Pembuat undang-undang mendukung Abe
Abe mendapatkan dukungan berlimpah dari Diet, Majelis Rendah Perlemen
Jepang. Jajak pendapat pasca pemilu yang dilakukan oleh Asahi Shimbun
menemukan bahwa 69 persen dari para anggota yang baru dipilih menyetujui
siasat Abe untuk menafsirkan ulang Konstitusi yang akan menghapus
larangan hak bangsa untuk membela diri. Hampir semua pembuat
undang-undang – 462 dari 475 – berpartisipasi dalam jajak pendapat.
Shigeru Ishiba, sekretaris jenderal Partai Demokratis Liberal yang
dipimpin Abe, mengemukakan dengan jelas tujuannya untuk menafsirkan
ulang Pasal 9 selama kunjungan ke Washington, D.C. awal tahun ini.
Sekurangnya ada dua negara yang tidak mendukung reinterpretasi Pasal 9, demikian menurut blog Lawfare.

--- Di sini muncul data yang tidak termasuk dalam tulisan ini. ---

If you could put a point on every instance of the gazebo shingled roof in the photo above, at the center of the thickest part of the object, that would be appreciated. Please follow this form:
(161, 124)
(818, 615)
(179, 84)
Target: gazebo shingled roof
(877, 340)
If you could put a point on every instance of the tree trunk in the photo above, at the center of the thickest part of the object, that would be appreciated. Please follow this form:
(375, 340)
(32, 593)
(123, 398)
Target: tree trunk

“Sebagian kekuatan regional mengecam apa yang mereka anggap sebagai
remilitarisasi Jepang. Khususnya, Tiongkok yang sangat vokal: negara ini
menggambarkan reinterpretasi sebagai pukulan terhadap tatanan
internasional pasca-Perang Dunia II. Korban lain dari agresi Jepang
selama Perang Dunia II, Korea Selatan, juga mengungkapkan kekhawatirannya, meskipun pada tingkat yang lebih rendah,” menurut blog Lawfare.
Kekuatan lain telah menyuarakan dukungan mereka, termasuk A.S. dan
beberapa sekutu Jepang, termasuk Australia, Filipina, India, Indonesia,
Malaysia, Myanmar, Thailand dan Vietnam.